ACCION, que ha venido siguiendo esta temática con seriedad e información de primera mano, conocía de meses atrás que JUAN CARLOS PEREZ QUIÑONES, ex soldado del batallón Asencio, en su tarea por descubrir lo ocurrido con varias personas detenidas desaparecidas había estado con Ramírez, pero ello se mantenía en reserva y por ello no lo insertamos, a pedido del propio Pérez.

Anoche ACCION dialogó con este sorianense quien recordó, «en anterior ocasión en que dialogamos les comenté que había un testigo que tenía importante información, él estuvo en el Batallón 13 y me hizo el croquis de dónde estaba ubicada cada repartición dentro del predio del cuartel, por esto lo mataron, por unas simples rayas mataron a un hombre.

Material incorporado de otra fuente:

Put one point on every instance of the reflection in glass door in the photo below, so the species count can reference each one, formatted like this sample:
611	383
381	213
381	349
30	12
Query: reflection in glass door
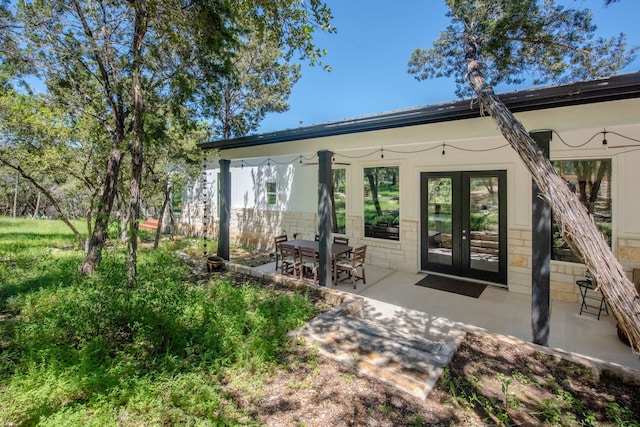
464	224
440	221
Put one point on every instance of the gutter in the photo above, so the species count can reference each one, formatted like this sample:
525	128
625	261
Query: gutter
624	86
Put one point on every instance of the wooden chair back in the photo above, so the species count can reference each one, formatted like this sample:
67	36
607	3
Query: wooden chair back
359	256
341	240
288	258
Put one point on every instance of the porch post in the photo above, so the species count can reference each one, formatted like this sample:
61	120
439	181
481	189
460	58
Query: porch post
541	255
225	209
325	186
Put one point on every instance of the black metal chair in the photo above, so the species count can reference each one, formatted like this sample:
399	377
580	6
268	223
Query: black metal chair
342	240
308	263
276	241
351	266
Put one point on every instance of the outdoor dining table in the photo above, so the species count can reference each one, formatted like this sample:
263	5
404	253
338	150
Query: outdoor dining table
337	249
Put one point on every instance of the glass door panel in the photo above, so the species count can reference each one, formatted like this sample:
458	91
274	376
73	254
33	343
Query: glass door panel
463	224
484	222
439	220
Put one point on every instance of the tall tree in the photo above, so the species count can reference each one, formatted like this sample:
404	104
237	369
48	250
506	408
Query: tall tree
117	61
259	83
503	41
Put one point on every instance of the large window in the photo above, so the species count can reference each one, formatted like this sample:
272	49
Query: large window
591	181
339	214
382	202
272	196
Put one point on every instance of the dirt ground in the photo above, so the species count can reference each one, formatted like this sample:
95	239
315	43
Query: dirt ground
489	381
316	391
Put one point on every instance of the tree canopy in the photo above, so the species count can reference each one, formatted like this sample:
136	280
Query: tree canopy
518	41
139	69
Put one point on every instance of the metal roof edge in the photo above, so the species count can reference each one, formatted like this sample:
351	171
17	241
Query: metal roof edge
623	86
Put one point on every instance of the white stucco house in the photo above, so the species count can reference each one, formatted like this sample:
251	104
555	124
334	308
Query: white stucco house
437	188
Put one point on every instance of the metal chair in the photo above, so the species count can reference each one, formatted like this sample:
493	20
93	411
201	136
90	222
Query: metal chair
288	260
341	240
351	266
308	262
276	241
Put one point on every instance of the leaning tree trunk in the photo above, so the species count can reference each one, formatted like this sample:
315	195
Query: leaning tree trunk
578	228
167	197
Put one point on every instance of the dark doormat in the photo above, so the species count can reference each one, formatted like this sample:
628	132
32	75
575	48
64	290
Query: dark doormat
449	284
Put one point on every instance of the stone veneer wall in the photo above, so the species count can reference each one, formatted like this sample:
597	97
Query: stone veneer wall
629	254
563	274
257	227
399	255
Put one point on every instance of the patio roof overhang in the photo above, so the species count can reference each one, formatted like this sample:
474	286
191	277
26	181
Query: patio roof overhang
624	86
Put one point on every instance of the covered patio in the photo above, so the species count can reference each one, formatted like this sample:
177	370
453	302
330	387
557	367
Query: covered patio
497	310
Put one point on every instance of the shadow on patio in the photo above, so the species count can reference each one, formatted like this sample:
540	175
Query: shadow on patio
392	296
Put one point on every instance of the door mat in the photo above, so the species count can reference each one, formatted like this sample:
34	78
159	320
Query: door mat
449	284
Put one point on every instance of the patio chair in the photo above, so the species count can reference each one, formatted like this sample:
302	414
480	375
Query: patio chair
308	263
288	260
276	241
351	266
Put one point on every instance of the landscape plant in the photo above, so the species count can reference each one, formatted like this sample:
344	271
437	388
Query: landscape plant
86	350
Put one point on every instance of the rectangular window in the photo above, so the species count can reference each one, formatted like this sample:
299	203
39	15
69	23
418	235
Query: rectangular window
382	202
272	196
339	219
591	181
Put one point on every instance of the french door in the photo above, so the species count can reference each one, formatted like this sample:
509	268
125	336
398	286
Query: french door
463	224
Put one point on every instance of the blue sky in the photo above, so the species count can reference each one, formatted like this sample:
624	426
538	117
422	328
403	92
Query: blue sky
369	56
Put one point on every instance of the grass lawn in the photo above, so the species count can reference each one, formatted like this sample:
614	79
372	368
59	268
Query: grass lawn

A los hermanos no le dejaron ver el cuerpo, algunos dijeron que se había golpeado en el pontón, se mutiló un brazo, desfiguró la cara, con un golpe en el pontón, ¿por qué no le permitieron ver el cuerpo a los hermanos? Ahora el cuerpo está en Gualeguaychú a la espera de reanudarse la actividad judicial para hacer la autopsia».

Pérez rememora que viajó especialmente, luego de varios intentos fallidos, «en una embarcación con el dueño de ésta y otra persona de la zona, estaba en la isla El Sauce, frente a Nueva Palmira.
Lo que nos interesaba conocer era dónde se ubicaba el frontón, porque en el 13 hubo modificaciones, él lo ubicó inmediatamente en el dibujo, inclusive marcó el cambio de orientación de la cancha.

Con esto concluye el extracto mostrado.